Perturbative expansion in gauge theories on compact manifolds

TL;DR

This paper presents a geometric perturbative method for quantum gauge theories on compact manifolds, refining gauge-fixing to avoid infrared divergences and applying it to compute partition functions in Chern-Simons theory.

Contribution

It introduces a refined gauge-fixing approach that handles ambiguities and infrared issues, enabling perturbative expansions on compact manifolds for gauge theories like Chern-Simons.

Findings

Perturbative expansions are possible on simple compact manifolds.

The method avoids infrared divergences with isolated critical points.
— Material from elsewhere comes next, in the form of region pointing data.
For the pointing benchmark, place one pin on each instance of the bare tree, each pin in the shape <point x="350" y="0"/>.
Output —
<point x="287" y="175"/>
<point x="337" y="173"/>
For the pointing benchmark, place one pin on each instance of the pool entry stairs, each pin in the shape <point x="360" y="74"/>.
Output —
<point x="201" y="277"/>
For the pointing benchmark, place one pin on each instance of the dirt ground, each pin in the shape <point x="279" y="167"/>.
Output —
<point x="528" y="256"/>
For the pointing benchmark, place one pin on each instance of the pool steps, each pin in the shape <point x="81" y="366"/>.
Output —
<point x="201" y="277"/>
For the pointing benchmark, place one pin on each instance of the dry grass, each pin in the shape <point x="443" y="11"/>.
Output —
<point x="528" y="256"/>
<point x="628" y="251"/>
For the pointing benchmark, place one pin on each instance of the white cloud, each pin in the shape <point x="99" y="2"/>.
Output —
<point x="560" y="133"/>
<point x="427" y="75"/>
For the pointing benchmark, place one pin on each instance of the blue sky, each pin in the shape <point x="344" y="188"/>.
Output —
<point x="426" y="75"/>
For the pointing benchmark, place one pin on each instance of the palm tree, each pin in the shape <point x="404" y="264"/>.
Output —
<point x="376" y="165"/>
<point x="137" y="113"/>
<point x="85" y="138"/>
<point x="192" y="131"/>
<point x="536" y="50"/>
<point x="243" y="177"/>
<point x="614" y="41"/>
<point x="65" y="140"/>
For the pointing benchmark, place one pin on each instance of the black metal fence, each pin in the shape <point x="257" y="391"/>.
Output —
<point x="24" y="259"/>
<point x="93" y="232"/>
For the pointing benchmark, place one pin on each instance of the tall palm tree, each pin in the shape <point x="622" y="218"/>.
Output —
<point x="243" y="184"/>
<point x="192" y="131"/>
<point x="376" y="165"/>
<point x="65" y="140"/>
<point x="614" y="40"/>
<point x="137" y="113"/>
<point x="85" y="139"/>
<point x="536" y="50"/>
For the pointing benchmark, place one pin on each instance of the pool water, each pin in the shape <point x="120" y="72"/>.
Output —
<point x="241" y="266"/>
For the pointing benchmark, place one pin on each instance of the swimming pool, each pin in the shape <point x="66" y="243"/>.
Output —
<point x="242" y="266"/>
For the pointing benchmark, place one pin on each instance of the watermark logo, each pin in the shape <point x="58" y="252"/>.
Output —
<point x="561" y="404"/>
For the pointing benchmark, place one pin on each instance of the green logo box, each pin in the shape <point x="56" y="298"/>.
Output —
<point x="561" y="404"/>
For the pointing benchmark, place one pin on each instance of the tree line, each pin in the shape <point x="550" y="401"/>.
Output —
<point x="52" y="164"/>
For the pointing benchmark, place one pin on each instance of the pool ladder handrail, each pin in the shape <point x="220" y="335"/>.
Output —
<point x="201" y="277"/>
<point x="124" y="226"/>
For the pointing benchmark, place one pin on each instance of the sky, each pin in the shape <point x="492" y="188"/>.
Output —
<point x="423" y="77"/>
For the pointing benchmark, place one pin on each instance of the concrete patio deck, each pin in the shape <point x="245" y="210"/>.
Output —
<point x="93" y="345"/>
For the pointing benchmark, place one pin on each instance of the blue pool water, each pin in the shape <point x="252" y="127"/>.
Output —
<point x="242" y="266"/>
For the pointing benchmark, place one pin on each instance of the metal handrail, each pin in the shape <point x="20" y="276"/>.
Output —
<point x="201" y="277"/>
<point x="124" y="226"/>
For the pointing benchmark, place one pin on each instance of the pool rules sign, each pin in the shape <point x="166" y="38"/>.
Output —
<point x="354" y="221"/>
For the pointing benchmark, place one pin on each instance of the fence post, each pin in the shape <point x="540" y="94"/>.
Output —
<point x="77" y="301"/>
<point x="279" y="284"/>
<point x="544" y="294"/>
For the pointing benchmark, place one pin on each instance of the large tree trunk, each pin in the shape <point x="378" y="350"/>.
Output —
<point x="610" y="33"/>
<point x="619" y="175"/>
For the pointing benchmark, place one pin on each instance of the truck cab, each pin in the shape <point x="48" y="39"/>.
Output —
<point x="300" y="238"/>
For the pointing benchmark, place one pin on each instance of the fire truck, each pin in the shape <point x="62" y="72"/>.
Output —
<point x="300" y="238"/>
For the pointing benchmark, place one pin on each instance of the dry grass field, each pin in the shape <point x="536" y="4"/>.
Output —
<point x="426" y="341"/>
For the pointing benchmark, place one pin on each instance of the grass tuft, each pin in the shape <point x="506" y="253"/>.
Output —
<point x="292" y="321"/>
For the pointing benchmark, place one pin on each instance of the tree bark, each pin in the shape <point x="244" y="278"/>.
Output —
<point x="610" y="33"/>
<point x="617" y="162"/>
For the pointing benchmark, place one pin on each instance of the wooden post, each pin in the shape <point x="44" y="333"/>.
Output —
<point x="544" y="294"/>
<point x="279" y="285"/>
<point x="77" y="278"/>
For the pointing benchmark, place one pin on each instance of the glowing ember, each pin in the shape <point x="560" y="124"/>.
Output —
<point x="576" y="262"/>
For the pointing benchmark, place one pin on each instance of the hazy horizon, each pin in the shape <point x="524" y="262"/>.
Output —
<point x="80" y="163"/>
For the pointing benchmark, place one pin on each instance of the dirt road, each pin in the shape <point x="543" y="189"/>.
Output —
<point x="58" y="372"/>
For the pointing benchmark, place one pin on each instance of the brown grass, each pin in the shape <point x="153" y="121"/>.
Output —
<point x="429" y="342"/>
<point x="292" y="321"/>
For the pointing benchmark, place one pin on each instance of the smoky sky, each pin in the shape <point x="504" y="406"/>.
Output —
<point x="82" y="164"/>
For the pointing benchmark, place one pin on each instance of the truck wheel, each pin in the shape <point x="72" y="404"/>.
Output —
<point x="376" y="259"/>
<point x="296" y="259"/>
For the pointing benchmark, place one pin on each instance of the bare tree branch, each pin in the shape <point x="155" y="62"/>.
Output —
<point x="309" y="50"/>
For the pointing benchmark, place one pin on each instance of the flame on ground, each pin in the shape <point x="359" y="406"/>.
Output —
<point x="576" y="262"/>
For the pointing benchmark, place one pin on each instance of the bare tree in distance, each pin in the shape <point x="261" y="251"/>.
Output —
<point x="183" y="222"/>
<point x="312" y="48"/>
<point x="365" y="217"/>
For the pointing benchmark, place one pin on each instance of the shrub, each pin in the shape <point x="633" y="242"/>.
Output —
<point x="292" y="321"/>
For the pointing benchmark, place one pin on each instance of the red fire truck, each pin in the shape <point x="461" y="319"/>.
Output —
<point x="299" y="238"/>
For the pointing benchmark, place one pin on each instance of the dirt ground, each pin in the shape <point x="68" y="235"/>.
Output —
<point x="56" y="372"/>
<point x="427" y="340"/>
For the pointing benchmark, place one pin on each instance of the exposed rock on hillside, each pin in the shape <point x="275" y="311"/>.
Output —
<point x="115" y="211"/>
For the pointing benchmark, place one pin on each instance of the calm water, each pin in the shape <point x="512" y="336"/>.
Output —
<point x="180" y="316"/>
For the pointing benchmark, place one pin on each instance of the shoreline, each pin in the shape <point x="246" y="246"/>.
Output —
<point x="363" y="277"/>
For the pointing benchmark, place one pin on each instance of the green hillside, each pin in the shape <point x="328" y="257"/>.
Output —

Partition functions are shown to be metric-independent in examples.

Abstract

A geometric formal method for perturbatively expanding functional integrals arising in quantum gauge theories is described when the spacetime is a compact riemannian manifold without boundary. This involves a refined version of the Faddeev-Popov procedure using the covariant background field gauge-fixing condition with background gauge field chosen to be a general critical point for the action functional (i.e. a classical solution). The refinement takes into account the gauge-fixing ambiguities coming from gauge transformations which leave the critical point unchanged, resulting in the absence of infrared divergences when the critical point is isolated modulo gauge transformations. The procedure can be carried out using only the subgroup of gauge transformations which are topologically trivial, possibly avoiding the usual problems which arise due to gauge-fixing ambiguities. For Chern-Simons gauge theory the method enables the partition function to be perturbatively expanded for a number of simple spacetime manifolds such as $S^3$ and lens spaces, and the expansions are shown to be formally independent of the metric used in the gauge-fixing.